Catching up with Riff Raff: The road from Mad Decent signee to Neon Nation kingpin
Calgary, AB – Today marks the Calgary stop of Houston rapper Riff Raff’s four-month world tour. The Canadian leg, in particular, is a promo tour for his Aquaberry Aquarius album that was released in January.
For those who haven’t been keeping track, here is a brief summary on the recent years of Riff Raff, a man who LA Weekly once called “today’s most enigmatic rapper”:
In May of 2012, a year before the above statement was made, Riff Raff signed to Mad Decent, the imprint run by legendary dance music artist Diplo. This was the home of his debut studio album, 2014’s Neon Icon.
In April of last year, it was announced that Riff Raff had signed a $4-million deal to start his own label, Neon Nation Corporation, under BMG Rights Management. This was the home of his second studio album, Peach Panther, which was released last June.
Four months later he followed it up with Balloween, making Aquaberry Aquarius his third release on the label. Releasing three albums in a little over six months is a stark contrast to the two-year interval that separated his first two studio releases. Although this gap is the industry averages, Riff Raff clearly follows his own conventions.
“If I want to make an album I’ll just go make it and then we’ll drop it,” says Riff Raff. He’s on the phone from Syracuse about to head to the gym. “Sometimes I don’t wanna make an album for like six months, eight months, or a year.”
“I just happened to have time to make that album [Balloween], I dropped Balloween, and then we started to focus on this other one.”
“If I want to make an album I’ll just go make it and then we’ll drop it.”
– Riff Raff
He’s already starting to piece together material and ideas for his next five releases. “Now I’m working on three other albums right now,” he says. “I’m working on the Alcoholic Alligator album, Cool Blue Jewels and the White West.”
Sometime after that will be Maroon Moon and Cranberry Vampire. “Those will probably be closer to 2019, 2020, I’m going to wait on those.”
Riff Raff speaks with an air of nonchalance despite juggling all of these projects while touring. It’s a confidence that probably stems from self releasing 16 mixtapes before his first studio album, passing many of them out himself at local shopping malls.
All those years of street-level grinding have seemingly instilled a “seize the moment” mentality in him. This is confirmed when I ask him where his music is headed stylistically. “I don’t know, I just take it day by day really,” he says. “I don’t think that far ahead. I don’t have like a set way of doing things, it just seems like it.”

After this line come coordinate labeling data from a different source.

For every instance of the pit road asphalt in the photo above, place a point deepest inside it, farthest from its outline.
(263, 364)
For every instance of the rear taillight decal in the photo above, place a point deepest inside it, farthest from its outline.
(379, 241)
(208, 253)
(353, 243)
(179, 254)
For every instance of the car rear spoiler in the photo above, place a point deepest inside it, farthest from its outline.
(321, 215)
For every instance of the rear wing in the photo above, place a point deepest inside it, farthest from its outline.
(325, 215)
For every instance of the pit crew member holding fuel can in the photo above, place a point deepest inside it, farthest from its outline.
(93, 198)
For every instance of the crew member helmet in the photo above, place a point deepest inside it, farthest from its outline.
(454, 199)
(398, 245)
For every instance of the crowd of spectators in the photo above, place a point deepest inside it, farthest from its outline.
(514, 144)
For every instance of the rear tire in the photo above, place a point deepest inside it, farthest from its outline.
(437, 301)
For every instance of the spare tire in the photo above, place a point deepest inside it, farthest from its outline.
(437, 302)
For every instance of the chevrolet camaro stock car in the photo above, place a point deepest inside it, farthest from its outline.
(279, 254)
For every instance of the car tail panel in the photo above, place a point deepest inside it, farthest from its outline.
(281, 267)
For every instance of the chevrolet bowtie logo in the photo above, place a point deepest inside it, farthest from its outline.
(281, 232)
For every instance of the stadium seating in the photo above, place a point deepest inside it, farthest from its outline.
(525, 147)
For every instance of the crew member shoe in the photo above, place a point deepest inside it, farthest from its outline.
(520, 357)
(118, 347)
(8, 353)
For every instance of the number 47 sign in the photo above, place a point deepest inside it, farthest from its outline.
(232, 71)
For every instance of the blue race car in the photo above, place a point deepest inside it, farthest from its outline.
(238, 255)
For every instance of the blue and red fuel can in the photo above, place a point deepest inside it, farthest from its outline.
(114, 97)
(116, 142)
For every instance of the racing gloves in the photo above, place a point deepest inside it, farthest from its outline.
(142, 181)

“I just go with the flow.”
On Aquaberry Aquarius, that flow took him to Wiz Khalifa’s studio in Pittsburg, a move that Riff Raff says sparked new ideas and sounds. “I usually just write my own [lyrics], on this I did write it all my own, but I did get help with the hooks on some of these songs,” he says.
“It was just more of a collaborative – being open to listening to other people’s ideas, which is good sometimes.” On “Hit Me Up,” for example, Christian pop artist Lisa Cimorelli only agreed to do the chorus if the song had no profanity in it. The result brings an entirely new flavour to Riff Raff’s repertoire.
Similarly, the song “Root Beer Float Ghost” showcases a new level of depth by bringing in emerging Pittsburg artist Tommy.
I conclude by asking Riff Raff if this act of bringing in a newer, more obscure artist is part of his plan to turn Neon Nation into an entertainment empire with a roster of international talent, a goal that he expressed at the time of the label’s creation. “Yeah we’re gonna get there, but I don’t want to just jump right into things,” he says.
“I have to focus on this tour before I can start working with other artists.”
And so the future is characteristic Riff Raff, an enigma following an unseen current into the ether.